You need to tell her your not happy otherwise other bits could be passed on which are sensitive. Also you don't want to be at loggerheads once placement occurrs over parenting and attachment. It will be best for everyone if you speak up now, something all ng the lines of you know she is excited but due to xyz you really didn't want anyone else telling. You could also drop in how difficult placement will be and what ground rules you need.


----------



## flickJ (Feb 9, 2012)

Oh JesP, 

I feel so sorry for you - I know exactly what you are saying and you have every right to feel upset by it, 

Rant away!   

I have a mother-in-law who is the same, and I am dreading the time when we get close to panel/matching as we have to "manage" everything we tell her as she would be telling everyone the details. Loopylou has some sound advise that you should let her know how you are feeling.


----------



## AoC (Oct 28, 2008)

No matter how we explain things to my Mum, she can't help telling people.  So we've made the decision not to tell stuff we don't want other people to know.  It's hard, but having made the decision makes it easier, as we're not worrying about what to do.  She doesn't know where Bug is from or any of his background issues.

I used to bump into complete strangers at her church etc, who used to commiserate with me about our failed IVFs.  Drove me crazy with rage!  

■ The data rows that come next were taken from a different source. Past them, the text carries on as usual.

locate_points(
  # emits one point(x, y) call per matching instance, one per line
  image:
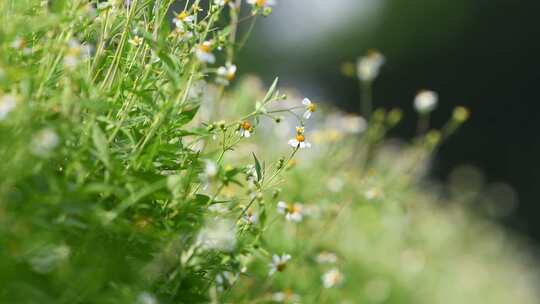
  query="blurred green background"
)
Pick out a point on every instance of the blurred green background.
point(478, 53)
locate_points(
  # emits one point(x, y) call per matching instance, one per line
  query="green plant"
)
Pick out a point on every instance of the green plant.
point(127, 176)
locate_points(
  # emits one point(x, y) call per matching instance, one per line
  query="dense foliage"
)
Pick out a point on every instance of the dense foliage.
point(136, 169)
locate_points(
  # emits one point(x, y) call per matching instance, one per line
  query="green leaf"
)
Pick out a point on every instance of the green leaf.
point(102, 145)
point(187, 115)
point(257, 168)
point(271, 91)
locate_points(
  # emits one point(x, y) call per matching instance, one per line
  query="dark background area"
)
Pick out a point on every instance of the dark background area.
point(478, 53)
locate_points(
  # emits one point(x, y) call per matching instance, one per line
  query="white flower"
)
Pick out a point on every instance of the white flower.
point(181, 34)
point(183, 18)
point(286, 296)
point(292, 212)
point(310, 108)
point(326, 257)
point(204, 52)
point(218, 235)
point(368, 66)
point(425, 101)
point(245, 129)
point(262, 3)
point(251, 217)
point(226, 74)
point(44, 142)
point(299, 141)
point(210, 169)
point(7, 104)
point(372, 194)
point(279, 263)
point(146, 298)
point(332, 278)
point(223, 2)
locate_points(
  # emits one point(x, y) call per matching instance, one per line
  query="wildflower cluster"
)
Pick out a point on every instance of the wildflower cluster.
point(138, 168)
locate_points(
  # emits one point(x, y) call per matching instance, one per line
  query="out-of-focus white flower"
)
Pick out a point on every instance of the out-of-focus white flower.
point(326, 257)
point(262, 3)
point(279, 263)
point(299, 141)
point(146, 298)
point(44, 142)
point(204, 52)
point(136, 41)
point(335, 184)
point(197, 89)
point(245, 129)
point(372, 194)
point(292, 212)
point(218, 235)
point(75, 53)
point(287, 296)
point(425, 101)
point(347, 123)
point(183, 18)
point(368, 67)
point(310, 108)
point(226, 74)
point(21, 45)
point(8, 103)
point(225, 279)
point(332, 278)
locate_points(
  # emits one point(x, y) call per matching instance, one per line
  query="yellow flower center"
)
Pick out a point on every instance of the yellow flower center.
point(246, 125)
point(230, 76)
point(182, 16)
point(205, 47)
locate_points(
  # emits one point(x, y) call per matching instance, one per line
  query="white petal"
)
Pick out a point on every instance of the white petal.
point(293, 143)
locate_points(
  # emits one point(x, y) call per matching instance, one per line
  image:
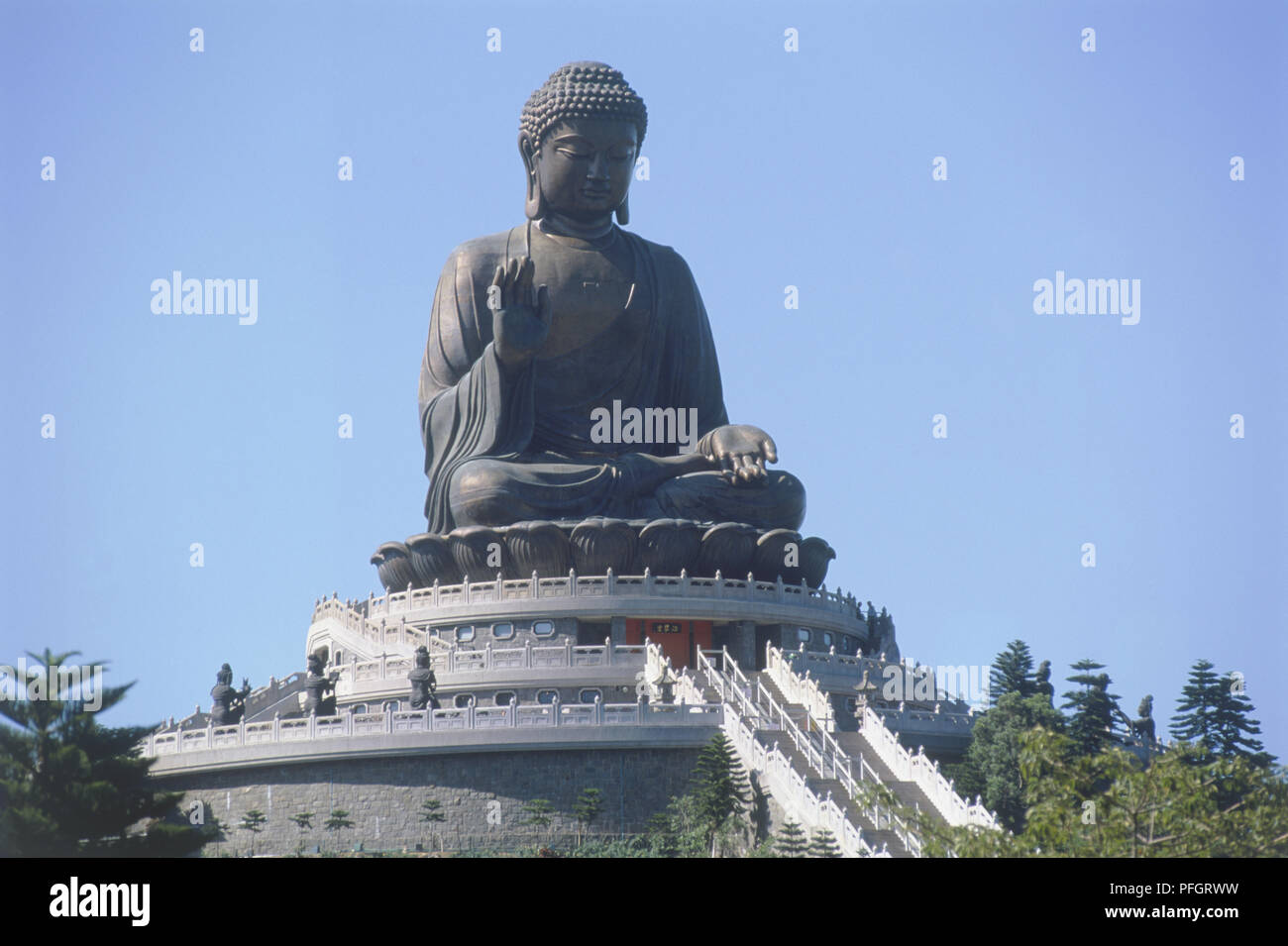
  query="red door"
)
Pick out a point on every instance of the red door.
point(679, 640)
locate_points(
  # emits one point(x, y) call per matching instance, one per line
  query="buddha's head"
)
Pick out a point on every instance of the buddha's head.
point(579, 136)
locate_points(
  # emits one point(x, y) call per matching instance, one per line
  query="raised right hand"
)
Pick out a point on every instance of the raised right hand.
point(520, 314)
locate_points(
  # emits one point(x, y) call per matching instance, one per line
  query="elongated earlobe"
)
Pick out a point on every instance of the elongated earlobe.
point(533, 203)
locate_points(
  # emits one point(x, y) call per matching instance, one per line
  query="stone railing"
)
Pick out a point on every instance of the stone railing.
point(905, 765)
point(648, 584)
point(921, 770)
point(490, 658)
point(791, 789)
point(824, 756)
point(539, 716)
point(799, 688)
point(820, 666)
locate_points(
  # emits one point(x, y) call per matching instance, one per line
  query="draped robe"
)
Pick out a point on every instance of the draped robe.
point(519, 444)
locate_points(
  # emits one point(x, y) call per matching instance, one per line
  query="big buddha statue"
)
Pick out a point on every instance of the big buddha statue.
point(541, 331)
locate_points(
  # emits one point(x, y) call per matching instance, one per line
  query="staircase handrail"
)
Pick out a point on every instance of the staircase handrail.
point(829, 765)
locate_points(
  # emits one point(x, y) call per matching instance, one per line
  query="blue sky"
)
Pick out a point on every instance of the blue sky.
point(768, 168)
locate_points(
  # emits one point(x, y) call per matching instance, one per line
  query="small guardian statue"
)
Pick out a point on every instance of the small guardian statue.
point(318, 686)
point(227, 703)
point(424, 684)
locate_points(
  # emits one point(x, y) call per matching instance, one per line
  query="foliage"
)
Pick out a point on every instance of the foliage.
point(721, 790)
point(823, 845)
point(1012, 672)
point(69, 787)
point(1215, 712)
point(1112, 804)
point(1095, 709)
point(791, 841)
point(540, 812)
point(304, 820)
point(992, 766)
point(587, 808)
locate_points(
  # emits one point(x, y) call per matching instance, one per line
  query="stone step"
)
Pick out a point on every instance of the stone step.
point(907, 791)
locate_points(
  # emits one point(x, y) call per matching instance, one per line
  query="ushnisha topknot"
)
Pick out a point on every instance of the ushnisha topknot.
point(583, 90)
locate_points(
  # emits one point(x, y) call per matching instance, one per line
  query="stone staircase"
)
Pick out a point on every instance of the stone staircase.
point(771, 735)
point(855, 747)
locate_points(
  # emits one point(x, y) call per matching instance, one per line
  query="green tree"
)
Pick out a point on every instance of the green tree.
point(791, 841)
point(1112, 804)
point(254, 822)
point(823, 845)
point(1012, 672)
point(432, 813)
point(1194, 719)
point(540, 812)
point(720, 790)
point(1095, 709)
point(1235, 729)
point(69, 787)
point(992, 766)
point(338, 821)
point(587, 808)
point(304, 821)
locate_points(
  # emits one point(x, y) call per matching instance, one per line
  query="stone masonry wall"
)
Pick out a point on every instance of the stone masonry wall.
point(482, 795)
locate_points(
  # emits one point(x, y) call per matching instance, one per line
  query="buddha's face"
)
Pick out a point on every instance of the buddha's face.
point(585, 166)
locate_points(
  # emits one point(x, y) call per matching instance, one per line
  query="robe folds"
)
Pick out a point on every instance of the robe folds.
point(657, 354)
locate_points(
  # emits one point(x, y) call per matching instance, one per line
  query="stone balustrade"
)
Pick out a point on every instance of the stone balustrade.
point(791, 788)
point(906, 766)
point(362, 617)
point(450, 659)
point(754, 703)
point(320, 729)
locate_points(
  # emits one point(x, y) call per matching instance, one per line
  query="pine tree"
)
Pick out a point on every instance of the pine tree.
point(338, 821)
point(721, 789)
point(1234, 726)
point(1094, 708)
point(254, 822)
point(790, 841)
point(540, 812)
point(823, 845)
point(1012, 672)
point(304, 821)
point(587, 808)
point(432, 813)
point(69, 787)
point(1194, 719)
point(992, 764)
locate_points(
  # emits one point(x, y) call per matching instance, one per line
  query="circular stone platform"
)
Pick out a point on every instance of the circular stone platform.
point(599, 545)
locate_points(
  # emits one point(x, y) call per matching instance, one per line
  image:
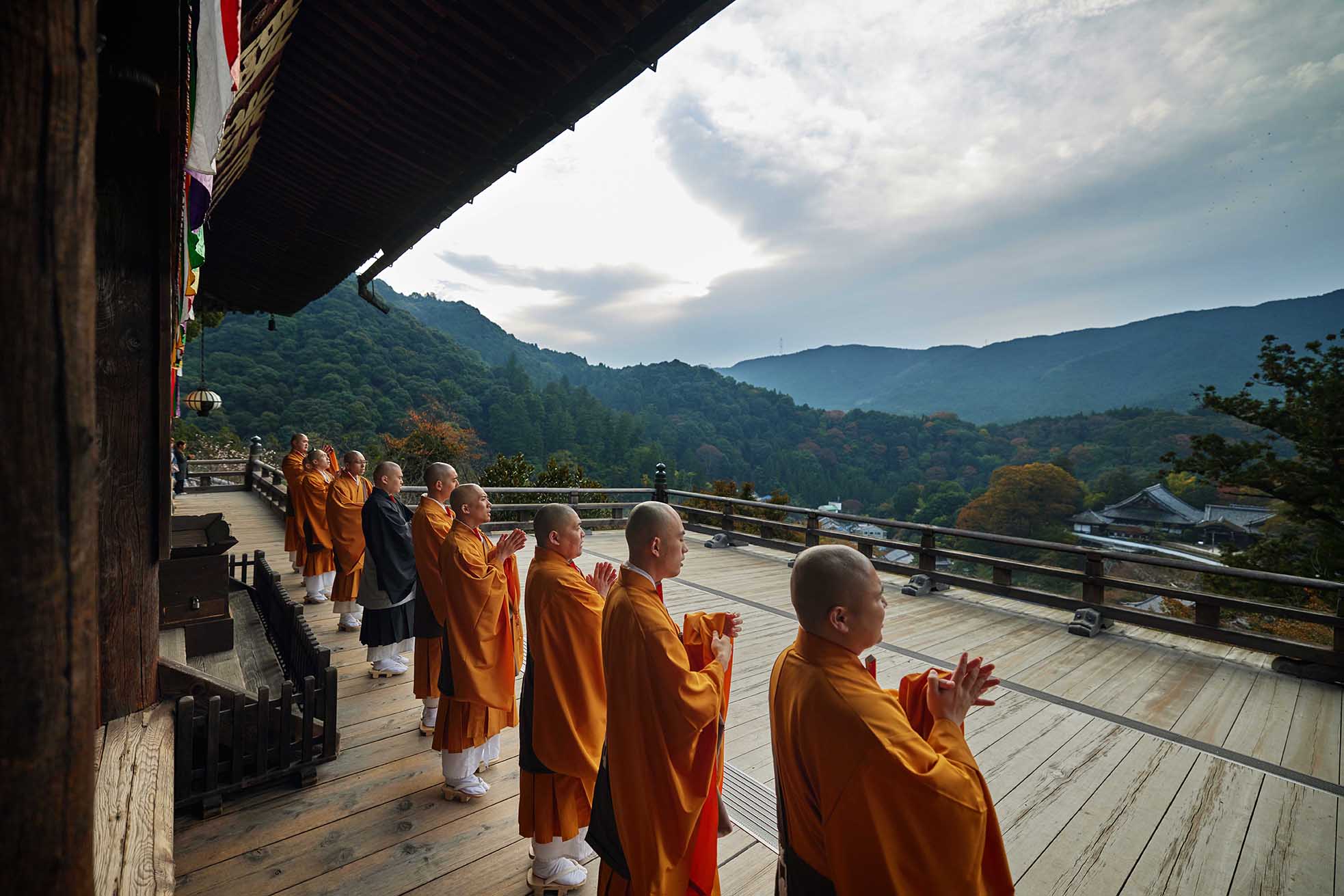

Once we were linked, and had a matching panel date, we took photos down for her to see, but we said we weren't supposed to do even that, and we took them home with us again.  Then after MP we showered her with them, and that Christmas most of her presents were things to do with him, so I think that made it ok.


----------



## GERTIE179 (Apr 20, 2005)

Yup fully agree with lou - my mum is similar and we held off til a few days before MP and held pics back until after ratification. We also used a lot of "SSs dont allow pics to be seen until LO home/AO passed etc just so we didn't have nieces & nephews putting pics on **. It's helped as they still follow our rules. Once LO is home and you know the score then you can relax as they respect your wishes.

It's a tough one as you know they're just excited but I used the few hard stories to point out how it can go wrong (Keemjays diary is one) but we know of 2 couples who couldn't proceed after matching panel. If you get her to think this way you can help her see how difficult it would be for you all to explain this rather than people not knowing.
HTH x

Actually we are the exact same as AoC and it makes life less stressful thinking what has been said.


----------



## Daddyboo (Paul) (Dec 24, 2012)

GERTIE179 said:


> Yup fully agree with lou - my mum is similar and we held off til a few days before MP and held pics back until after ratification. We also used a lot of "SSs dont allow pics to be seen until LO home/AO passed etc just so we didn't have nieces & nephews putting pics on **. It's helped as they still follow our rules. Once LO is home and you know the score then you can relax as they respect your wishes.
> 
> It's a tough one as you know they're just excited but I used the few hard stories to point out how it can go wrong (Keemjays diary is one) but we know of 2 couples who couldn't proceed after matching panel. If you get her to think this way you can help her see how difficult it would be for you all to explain this rather than people not knowing.
> HTH x
> ...


This is exactly the same as my mum, after we were linked and after DW had told her family about LO (admitedly over the phone as they live 200+ miles away) I went round and spoke to my mum, dad, sister and her boyfriend. I left a copy of LO's profile and told them they can't share with anyone, and don't put it on the internet either.

Well when I got a message from my brother later on saying he had seen the pic and she is a lovely looking LO! I could have screamed, what part of 'don't show this to anyone else' did my mum not understand, her excuse was it was only my brother. I said surely it is my news to share?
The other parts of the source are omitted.